There are two reasons why your Java Fern might start developing some black spots. First, this might be indicating that new growth is coming. The new growth develops on the little back spots on the underside of the leaves. The second reason may be an indication of nitrogen deficiency. Again, you will need to deal with this by using an aquatic fertilizer that is well chosen.


The final issue that you are likely to encounter with your Java Fern is a lack of growth. This problem usually comes down to the same thing as most of the other issues. The plant might not be getting enough nutrients. To resolve this, you should try giving your  plant doses of liquid fertilizer at regular basis so as to help the plant to start growing.


Can Algae pose a threat to java ferns?

These plants are hardy, but the algae are one of the few things that kill the ferns. Since the algae grow rapidly and the java fern grows slowly, the algae can prevent them from growing. If you have algae in your tank, you might need to add fish that feed on algae so as to eliminate it.

Does Java Fern need to be planted?

 The Java ferns do not need to be planted on the substrate. Planting the rhizomes in the substrate might cause rot. The rhizomes usually send the roots and leaves to attach to anything that is available. Therefore, all you need is to provide somewhere the plant can toe, such as stones, driftwoods and you are ready to go.

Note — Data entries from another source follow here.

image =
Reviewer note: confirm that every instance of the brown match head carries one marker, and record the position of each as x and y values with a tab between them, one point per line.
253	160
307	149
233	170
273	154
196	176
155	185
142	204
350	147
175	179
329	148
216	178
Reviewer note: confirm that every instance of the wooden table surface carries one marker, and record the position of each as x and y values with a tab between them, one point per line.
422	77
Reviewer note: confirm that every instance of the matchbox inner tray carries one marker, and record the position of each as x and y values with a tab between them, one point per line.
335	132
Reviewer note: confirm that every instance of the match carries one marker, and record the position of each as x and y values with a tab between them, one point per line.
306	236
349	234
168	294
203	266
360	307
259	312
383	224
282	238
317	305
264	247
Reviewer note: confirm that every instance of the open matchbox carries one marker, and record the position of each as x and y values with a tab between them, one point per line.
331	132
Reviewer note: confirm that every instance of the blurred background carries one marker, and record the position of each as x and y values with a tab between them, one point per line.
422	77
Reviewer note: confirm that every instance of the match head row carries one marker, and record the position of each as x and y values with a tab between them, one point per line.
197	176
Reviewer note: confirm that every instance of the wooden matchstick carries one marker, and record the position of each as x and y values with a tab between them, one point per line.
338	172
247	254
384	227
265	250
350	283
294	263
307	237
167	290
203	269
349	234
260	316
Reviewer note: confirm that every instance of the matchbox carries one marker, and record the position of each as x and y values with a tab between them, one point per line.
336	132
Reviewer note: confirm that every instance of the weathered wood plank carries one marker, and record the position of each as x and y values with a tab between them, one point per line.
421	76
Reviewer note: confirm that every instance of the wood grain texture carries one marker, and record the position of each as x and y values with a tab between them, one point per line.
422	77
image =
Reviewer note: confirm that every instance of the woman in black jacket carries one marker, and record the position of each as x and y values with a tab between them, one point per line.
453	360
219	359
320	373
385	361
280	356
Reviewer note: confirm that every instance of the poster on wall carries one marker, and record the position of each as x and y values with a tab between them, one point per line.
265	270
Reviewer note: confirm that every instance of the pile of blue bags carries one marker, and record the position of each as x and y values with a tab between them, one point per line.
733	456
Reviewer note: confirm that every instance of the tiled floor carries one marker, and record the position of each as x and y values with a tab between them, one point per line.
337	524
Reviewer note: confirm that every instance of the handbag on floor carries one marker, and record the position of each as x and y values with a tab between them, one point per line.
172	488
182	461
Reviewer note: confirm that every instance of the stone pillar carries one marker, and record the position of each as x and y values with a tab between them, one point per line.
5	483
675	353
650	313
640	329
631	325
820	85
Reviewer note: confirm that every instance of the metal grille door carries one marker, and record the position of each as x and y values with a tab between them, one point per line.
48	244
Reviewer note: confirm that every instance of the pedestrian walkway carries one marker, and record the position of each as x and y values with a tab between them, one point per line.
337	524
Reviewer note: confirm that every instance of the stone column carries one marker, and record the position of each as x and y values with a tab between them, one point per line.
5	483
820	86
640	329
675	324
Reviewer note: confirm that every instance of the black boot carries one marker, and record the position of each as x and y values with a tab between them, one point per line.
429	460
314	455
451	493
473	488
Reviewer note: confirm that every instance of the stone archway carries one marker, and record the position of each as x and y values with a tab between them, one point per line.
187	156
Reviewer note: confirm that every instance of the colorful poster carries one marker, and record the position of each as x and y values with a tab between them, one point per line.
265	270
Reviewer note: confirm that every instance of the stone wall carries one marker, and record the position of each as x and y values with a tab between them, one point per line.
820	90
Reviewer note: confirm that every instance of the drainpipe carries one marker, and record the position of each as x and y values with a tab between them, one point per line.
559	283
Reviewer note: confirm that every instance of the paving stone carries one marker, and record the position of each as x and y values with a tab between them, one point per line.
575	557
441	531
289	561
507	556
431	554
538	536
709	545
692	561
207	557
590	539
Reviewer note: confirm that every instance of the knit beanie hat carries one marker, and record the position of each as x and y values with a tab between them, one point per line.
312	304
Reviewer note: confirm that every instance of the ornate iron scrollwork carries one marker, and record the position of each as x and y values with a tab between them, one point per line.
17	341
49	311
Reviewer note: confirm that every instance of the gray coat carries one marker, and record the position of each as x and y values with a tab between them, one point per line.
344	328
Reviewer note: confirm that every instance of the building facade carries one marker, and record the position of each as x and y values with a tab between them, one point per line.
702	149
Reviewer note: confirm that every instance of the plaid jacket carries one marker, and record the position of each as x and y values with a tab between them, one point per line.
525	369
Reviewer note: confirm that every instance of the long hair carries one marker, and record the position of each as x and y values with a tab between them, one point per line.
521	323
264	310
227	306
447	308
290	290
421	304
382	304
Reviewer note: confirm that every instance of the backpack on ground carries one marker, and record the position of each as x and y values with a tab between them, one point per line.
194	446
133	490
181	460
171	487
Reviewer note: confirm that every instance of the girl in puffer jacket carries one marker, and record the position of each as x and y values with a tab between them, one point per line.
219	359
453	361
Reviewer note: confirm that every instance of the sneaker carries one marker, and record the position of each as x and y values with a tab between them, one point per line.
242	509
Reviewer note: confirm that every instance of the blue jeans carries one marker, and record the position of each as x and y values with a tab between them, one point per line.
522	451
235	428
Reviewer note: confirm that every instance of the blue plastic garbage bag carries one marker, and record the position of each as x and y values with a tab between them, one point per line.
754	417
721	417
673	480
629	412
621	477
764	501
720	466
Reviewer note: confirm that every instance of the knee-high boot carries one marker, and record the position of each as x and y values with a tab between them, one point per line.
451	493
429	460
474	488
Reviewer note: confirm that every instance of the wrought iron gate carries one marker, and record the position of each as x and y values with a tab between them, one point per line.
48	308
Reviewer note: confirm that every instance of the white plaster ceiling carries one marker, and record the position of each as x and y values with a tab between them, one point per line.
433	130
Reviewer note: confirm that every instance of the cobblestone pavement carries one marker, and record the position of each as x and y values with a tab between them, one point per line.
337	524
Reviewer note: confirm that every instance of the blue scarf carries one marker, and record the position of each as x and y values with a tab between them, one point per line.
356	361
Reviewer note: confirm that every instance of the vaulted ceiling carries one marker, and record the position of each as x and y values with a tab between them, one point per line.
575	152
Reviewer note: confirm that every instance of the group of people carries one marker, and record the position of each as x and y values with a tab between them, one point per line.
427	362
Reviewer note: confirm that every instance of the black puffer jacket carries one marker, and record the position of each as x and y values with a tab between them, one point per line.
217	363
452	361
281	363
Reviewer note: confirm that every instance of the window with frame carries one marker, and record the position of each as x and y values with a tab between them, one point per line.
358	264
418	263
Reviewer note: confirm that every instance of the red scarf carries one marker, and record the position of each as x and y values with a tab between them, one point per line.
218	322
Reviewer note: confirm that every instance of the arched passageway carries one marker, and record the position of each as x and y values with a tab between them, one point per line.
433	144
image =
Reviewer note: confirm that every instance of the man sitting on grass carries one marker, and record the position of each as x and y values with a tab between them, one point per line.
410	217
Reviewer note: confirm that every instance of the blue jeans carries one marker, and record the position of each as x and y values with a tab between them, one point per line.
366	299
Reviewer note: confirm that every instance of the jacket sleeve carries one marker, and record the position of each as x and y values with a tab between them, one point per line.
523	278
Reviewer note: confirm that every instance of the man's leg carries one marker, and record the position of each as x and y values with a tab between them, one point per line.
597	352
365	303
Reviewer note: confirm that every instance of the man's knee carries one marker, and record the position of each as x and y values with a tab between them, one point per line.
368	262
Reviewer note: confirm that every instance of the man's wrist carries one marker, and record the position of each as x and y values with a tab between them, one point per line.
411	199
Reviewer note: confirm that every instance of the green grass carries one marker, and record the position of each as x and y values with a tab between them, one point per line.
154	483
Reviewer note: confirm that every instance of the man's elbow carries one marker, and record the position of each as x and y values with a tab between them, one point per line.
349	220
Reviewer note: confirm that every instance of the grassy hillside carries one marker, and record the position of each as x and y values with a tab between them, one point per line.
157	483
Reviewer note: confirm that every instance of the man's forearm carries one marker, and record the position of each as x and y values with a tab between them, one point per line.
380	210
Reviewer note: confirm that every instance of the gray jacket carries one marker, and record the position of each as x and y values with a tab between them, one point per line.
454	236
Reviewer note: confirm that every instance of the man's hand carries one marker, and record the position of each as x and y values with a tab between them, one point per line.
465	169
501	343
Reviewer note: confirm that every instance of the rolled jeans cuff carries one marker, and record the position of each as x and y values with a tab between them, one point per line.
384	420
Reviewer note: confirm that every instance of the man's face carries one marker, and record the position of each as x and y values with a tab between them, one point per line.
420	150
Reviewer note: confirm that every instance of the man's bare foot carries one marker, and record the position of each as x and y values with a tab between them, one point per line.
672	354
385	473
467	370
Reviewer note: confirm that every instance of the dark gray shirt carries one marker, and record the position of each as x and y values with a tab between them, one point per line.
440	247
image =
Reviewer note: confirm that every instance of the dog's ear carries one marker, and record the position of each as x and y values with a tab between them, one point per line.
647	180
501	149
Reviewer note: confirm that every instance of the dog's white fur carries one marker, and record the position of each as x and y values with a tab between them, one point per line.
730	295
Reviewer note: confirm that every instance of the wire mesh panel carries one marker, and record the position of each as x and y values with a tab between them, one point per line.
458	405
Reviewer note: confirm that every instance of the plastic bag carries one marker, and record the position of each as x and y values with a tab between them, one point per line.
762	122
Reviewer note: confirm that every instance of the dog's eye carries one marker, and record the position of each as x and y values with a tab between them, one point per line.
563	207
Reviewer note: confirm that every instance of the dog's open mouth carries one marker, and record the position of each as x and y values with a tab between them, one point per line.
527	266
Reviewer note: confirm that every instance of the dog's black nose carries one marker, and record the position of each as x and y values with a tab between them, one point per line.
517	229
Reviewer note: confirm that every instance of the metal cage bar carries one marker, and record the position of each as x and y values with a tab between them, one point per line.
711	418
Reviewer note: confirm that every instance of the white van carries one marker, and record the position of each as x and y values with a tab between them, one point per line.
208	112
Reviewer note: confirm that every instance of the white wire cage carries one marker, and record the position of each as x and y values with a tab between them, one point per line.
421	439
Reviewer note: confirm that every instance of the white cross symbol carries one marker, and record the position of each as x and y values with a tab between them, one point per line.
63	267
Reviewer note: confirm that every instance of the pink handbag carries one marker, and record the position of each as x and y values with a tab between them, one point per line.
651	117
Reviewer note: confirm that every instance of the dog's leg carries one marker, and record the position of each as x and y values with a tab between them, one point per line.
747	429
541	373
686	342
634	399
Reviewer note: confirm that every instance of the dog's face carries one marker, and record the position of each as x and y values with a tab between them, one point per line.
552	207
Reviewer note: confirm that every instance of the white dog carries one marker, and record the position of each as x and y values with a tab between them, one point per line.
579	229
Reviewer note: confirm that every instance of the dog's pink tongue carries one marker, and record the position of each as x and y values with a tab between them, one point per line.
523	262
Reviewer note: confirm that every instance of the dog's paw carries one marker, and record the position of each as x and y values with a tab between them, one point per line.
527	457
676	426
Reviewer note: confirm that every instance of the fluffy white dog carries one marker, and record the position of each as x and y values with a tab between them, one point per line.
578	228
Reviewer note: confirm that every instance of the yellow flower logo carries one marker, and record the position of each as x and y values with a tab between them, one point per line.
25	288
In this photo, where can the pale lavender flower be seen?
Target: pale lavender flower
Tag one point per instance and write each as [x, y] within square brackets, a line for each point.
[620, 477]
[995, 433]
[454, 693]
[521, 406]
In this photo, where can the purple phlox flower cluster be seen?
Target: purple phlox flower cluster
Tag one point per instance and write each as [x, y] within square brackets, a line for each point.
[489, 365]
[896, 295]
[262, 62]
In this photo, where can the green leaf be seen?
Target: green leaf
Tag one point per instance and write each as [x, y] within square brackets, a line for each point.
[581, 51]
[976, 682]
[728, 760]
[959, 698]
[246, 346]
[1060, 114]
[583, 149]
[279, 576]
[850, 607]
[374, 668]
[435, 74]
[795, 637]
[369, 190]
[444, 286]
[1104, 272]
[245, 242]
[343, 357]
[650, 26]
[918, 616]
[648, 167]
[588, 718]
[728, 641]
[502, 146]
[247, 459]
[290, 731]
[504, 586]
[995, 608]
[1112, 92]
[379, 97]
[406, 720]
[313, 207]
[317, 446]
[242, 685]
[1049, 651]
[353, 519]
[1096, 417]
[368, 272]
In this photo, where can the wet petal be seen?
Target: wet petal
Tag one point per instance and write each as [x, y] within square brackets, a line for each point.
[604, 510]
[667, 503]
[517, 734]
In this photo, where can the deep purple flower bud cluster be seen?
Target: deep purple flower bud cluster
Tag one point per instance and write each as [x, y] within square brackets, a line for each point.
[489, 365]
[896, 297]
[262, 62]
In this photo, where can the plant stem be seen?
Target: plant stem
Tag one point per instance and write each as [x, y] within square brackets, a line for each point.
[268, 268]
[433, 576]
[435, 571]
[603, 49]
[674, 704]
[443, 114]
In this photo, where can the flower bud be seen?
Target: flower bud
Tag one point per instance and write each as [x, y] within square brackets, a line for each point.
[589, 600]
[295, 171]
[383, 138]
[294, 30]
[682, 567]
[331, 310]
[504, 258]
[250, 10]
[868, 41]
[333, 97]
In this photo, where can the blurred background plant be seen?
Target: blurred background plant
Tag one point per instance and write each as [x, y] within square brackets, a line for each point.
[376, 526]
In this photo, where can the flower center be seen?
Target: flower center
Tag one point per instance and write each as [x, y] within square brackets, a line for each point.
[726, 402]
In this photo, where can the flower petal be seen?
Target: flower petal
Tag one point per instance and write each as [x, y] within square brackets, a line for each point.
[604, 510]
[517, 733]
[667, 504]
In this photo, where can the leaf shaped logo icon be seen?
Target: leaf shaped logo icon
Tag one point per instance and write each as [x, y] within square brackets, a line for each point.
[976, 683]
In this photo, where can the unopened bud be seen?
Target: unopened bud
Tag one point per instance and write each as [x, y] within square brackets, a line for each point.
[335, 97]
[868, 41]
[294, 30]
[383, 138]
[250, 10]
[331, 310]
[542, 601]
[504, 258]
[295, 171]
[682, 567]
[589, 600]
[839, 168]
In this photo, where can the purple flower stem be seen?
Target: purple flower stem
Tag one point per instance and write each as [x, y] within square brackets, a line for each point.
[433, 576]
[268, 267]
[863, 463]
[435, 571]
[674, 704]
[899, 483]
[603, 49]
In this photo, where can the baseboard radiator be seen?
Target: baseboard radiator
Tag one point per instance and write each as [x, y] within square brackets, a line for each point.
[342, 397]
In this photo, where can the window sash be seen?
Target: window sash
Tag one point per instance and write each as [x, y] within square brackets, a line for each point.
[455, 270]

How many hours of light does the java fern need?

The ferns need light to thrive, but they should be low to moderate. In a day, the plant should be exposed to light for not more than 10m hours. Ideally, the light should be between 1.5 to 2 watts for each gallon of your tank.

Does Java fern reduce Nitrates?

The main method of reducing nitrates is by changing water on a regular basis. However, there are some plants such as Java Fern that can help in reducing it. Plants reduce nitrates by nutrient intake. However, slow-growing low light plants such as java fern can help reduce nitrates slightly, but you should note that plants are not replacements for water changes.


The Java Fern is a good plant that is compatible with most freshwater fish, and it makes an ideal choice for a beginner. The lant is so beautiful, and also it oxygenates the water as it undergoes photosynthesis. Their lovely wide leaves will also buff the flow of water and shelter your fish and invertebrates. It is easy to grow and take care of. The plant will automatically take care of itself and grow as long as the right conditions are provided. Therefore, this is a plant that we would recommend to any aquarist, whether novice or experienced.